INCENTIVES

Individual incentive plans are the most widely used pay for performance plans in industry. These pay plans attempt to relate individual effort to pay. Popular approaches include piece work plans, (such as Tayor's differential piece rate plan, Merrick's differential piece rate plan, etc.), standard hour plans, (such as Halsey plan, Bedeaux plan, Emerson’s plan etc.) merit pay raises, lumpsum merit payments, sales incentives and commissions.
Piece Rate: Taylor’s Differential Piece Rate System
F W Taylor, the father of Scientific Management, originated this system. The main features of this plan are:
i. There shall be two piece work rates, one is lower and the other is higher.

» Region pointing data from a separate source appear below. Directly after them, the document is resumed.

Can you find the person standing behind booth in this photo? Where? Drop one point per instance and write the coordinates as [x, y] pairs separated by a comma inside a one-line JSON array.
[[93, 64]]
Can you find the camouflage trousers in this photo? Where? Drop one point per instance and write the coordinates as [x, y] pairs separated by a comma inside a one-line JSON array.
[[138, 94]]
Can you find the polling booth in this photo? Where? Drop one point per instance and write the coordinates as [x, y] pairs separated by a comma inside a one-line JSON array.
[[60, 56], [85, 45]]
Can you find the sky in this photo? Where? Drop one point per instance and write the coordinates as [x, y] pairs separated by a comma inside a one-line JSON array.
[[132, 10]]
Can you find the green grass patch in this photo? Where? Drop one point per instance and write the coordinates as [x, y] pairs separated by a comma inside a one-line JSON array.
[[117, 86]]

ii. The standard of efficiency is determined either in terms of time or output based on
time and motion study.
iii. If a worker finishes work within standard time (or produces more than standard output within time) he will be given high piece rate. This system penalises the slow worker by paying low rate because of low production, rewards an efficient worker by giving him high rate because of higher production. Indirectly, this system gives no place to inefficient work. In other words, if the output of a worker is less than the standard output, he is paid a low rate and vice versa.
Merrick’s Differential Piece Rate System
We have seen that in Taylor’s Method, the effect on the wages is quite severe in the marginal cases. To remove this defect, Merrick came out with a Multiple Piece Rate System. There are three piece rates under this scheme instead of two, and workers producing below the standard output are not penalised by the low piece rate. Since the earnings increase with increased efficiency, performance above the standard will be rewarded by more than one higher differential piece rate. The basic features of this scheme are: (a) upto 83% of the standard output workers are paid at the ordinary piece rate (b) 83% to 100% at 110% of the ordinary piece rate, and (c) above 100% at 120% of the ordinary piece rate.
Standard Hour Plans: Halsey Plan
This plan, originated by F A Halsey (an American engineer) recognises individual efficiency and pays bonus on the basis of time saved. The main features of this plan are:
1. Standard time is fixed for each job or operation.
2. Time rate is guaranteed and the worker receives the guaranteed wages irrespective
of whether he completes the work in the time allowed or takes more time to do the same.
3. If the job is completed in less than the standard time, the worker is paid a bonus of
50% (33 1/3 per cent under Halsey-Weir Plan) of time saved at time rate in addition
to his normal time wages.
Total Earnings = Time taken × Hourly Rate plus Bonus
Bonus = 50% of time saved
Merits
1. It is easy to follow and relatively simple to operate;
2. It guarantees minimum wage and thus provides security to the employees;
3. It provides increasing benefit and incentive to efficient workmen;
4. The benefit from time saved is shared equally between the employer and the
workman;
5. It emphasises the saving of time rather than larger output, hence the workers do
not resist its adoption.
6. The system is based on time saved and not on output, thus preventing over production.
7. Saving in time reduces both labour cost and overhead expenses.